I'll take "problems affecting women that feminism has consistently failed to tackle" for $2,000 ;-) (Seriously, it got a brief mention as such in one of bell hooks' books and everything. The solution, alas, is probably not a simple one.)
especially since the results are the same if women do the hiring
You think women can't be sexist against women? Of course they can be! A member of the marginalised group can easily continue that marginalisation. I watched a recent current affairs programme about same sex marriage, and they'd found a gay man to speak out against gay marriage.
Do you think a name blinded review process would yield a different result? I've never run a tech conference but it would not surprise me if ~95% of submitted technical talks were from men.

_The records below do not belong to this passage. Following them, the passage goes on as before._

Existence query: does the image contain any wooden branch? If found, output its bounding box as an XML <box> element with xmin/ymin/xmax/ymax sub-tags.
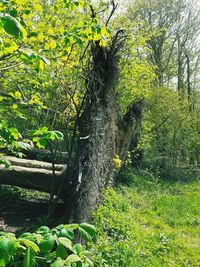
<box><xmin>0</xmin><ymin>157</ymin><xmax>66</xmax><ymax>193</ymax></box>
<box><xmin>6</xmin><ymin>156</ymin><xmax>66</xmax><ymax>171</ymax></box>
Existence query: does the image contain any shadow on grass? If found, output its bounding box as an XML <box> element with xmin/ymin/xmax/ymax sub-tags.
<box><xmin>0</xmin><ymin>186</ymin><xmax>63</xmax><ymax>232</ymax></box>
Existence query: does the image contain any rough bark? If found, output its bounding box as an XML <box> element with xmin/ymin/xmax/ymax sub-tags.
<box><xmin>71</xmin><ymin>40</ymin><xmax>142</xmax><ymax>222</ymax></box>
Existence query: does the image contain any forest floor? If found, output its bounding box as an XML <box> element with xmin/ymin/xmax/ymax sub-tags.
<box><xmin>95</xmin><ymin>171</ymin><xmax>200</xmax><ymax>267</ymax></box>
<box><xmin>0</xmin><ymin>172</ymin><xmax>200</xmax><ymax>267</ymax></box>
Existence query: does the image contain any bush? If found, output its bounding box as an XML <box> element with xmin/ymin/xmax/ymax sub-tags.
<box><xmin>0</xmin><ymin>223</ymin><xmax>96</xmax><ymax>267</ymax></box>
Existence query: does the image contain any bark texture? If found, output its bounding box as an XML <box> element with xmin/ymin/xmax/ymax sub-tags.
<box><xmin>71</xmin><ymin>38</ymin><xmax>143</xmax><ymax>222</ymax></box>
<box><xmin>0</xmin><ymin>36</ymin><xmax>143</xmax><ymax>222</ymax></box>
<box><xmin>0</xmin><ymin>157</ymin><xmax>66</xmax><ymax>193</ymax></box>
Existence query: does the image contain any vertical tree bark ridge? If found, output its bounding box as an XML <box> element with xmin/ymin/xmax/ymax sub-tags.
<box><xmin>71</xmin><ymin>42</ymin><xmax>118</xmax><ymax>222</ymax></box>
<box><xmin>70</xmin><ymin>36</ymin><xmax>142</xmax><ymax>222</ymax></box>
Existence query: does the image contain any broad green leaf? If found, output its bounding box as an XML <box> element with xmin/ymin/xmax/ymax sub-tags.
<box><xmin>58</xmin><ymin>237</ymin><xmax>72</xmax><ymax>250</ymax></box>
<box><xmin>50</xmin><ymin>258</ymin><xmax>65</xmax><ymax>267</ymax></box>
<box><xmin>18</xmin><ymin>238</ymin><xmax>40</xmax><ymax>253</ymax></box>
<box><xmin>23</xmin><ymin>247</ymin><xmax>35</xmax><ymax>267</ymax></box>
<box><xmin>39</xmin><ymin>234</ymin><xmax>55</xmax><ymax>253</ymax></box>
<box><xmin>66</xmin><ymin>254</ymin><xmax>82</xmax><ymax>263</ymax></box>
<box><xmin>0</xmin><ymin>236</ymin><xmax>16</xmax><ymax>266</ymax></box>
<box><xmin>56</xmin><ymin>244</ymin><xmax>68</xmax><ymax>259</ymax></box>
<box><xmin>79</xmin><ymin>223</ymin><xmax>96</xmax><ymax>241</ymax></box>
<box><xmin>54</xmin><ymin>131</ymin><xmax>64</xmax><ymax>140</ymax></box>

If you name-blind the review process you would still expect to get 95% men unless there is a higher % of women submitting talks and being rejected because they are women.
The quoted article suggests doing the opposite of name-blinding and actively looking for female talks in the pile.
Blinding combined with active outreach to get more people to submit to a CFP has helped several conferences improve their numbers. GoGaRuCo is the one that immediately comes to mind.
I have sat on organizational committees and name-blinding would not work for some of us for one key reason: We use speaker's name/identity as a criteria for talk selection. Two main examples are whether they have presented before and how "strong" of a speaker they are.
We DO use names to discriminate but that often allows us to have "fresh" speakers and keep the lineup somewhat varied. It also allows us to filter for all the other spam-talks; i.e. marketers.
It is an issue of priorities but I would easily place quality of presentations over guaranteed blinding to prevent gender-bias selection.
Name-blinded reviews doesn't seem like a good solution for a conference, where a significant part of the appeal of a potential speaker can be their existing fame. They are a business, and name-blinded reviews could cost ticket sales.
A mixed solution seems more equitable - if there is a "rockstar programmer" invite them as a "Keynote" or some other more select engagement. Have only a small number of these speakers, and hopefully their credentials speak for themselves.
I only wish it was possible for smaller organizations to take advantage of blind review processes for speakers.
Read the article carefully, and quote me the part where she agrees there is a problem.
The balance of evidence is that she is dismissive of the problem. She says she disagrees with Debra Mastaler, she uses scare-quotes around the word "bias", all but one of her "solutions" are aimed at female speakers individually, of the "do more to get noticed" variety. (The one standout is her accusation against Forbes Woman.)
Nowhere does she acknowledge that a) a number conferences have managed to get much, much closer to parity, without resorting to quotas, and b) a conference that still ends up with 95% males therefore very much has a problem.
A tech conference that ends up with 95% male speakers is Doing Something Wrong. They have no right to be "happy with their process".
One of the "correct" solutions has already been discussed in many places - use a name-blinded review process, and make sure your CFP outreach activities include women-intensive groups.